極上ドクターは再会したママとベビーを深い愛で包み込む

 数分の距離を歩き、先生はパーキングの手前の自動販売機でミネラルウォーターを買って私に手渡してきた。

「ずいぶん酔っているだろ。少し酔い覚ましだ」
「あ、ありがとうございます。お金を」
「いや、いい。とりあえず飲んでくれ」

 申し訳ない気持ちになりながらミネラルウォーターを口にすると、アルコールとは違うさっぱりした液体が喉を通って胃に落ちていくのを感じた。
 そして思いつく。

「先生、確認というのはなんでしょうか。茉由ちゃんに何かありましたか?」

 先生は僅かに目を見開き、それからあきれた様子でため息を吐きながら腕を組んだ。

「確認なんてない。申し送りは済んでいるんだから、君しか把握していない重要なことはないはずだ」
「じゃあどうして……」
「助けてほしいと目が訴えていたからな。無理やり連れて行かれているのは傍目でもわかったから、声をかけたんだ」

 目が訴えていた……
 そうかもしれない。なんとかあの場を切り抜けたかったから、声をかけてくれた篠宮先生が救世主に見えたのだ。

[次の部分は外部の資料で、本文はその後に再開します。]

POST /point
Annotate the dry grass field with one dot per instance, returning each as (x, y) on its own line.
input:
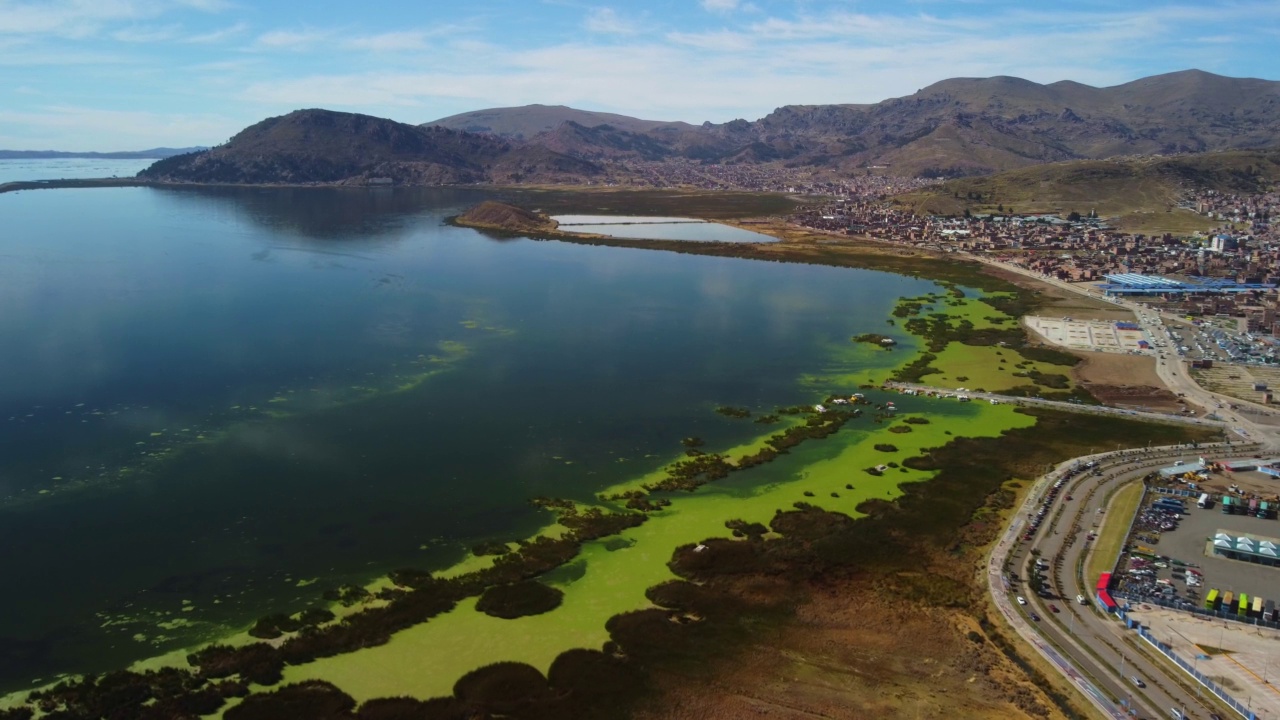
(1237, 381)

「もしかして恋人同士のいざこざだったか?だとしたら俺は邪魔をしてしまったか?」
「いえ、居酒屋でたまたま隣で飲んでいたひとで、本当に困っていたので助かりました。ありがとうございました」
「そうか、それなら良かったが」

 丁寧に頭を下げたら、先生の安堵のため息が降ってきた。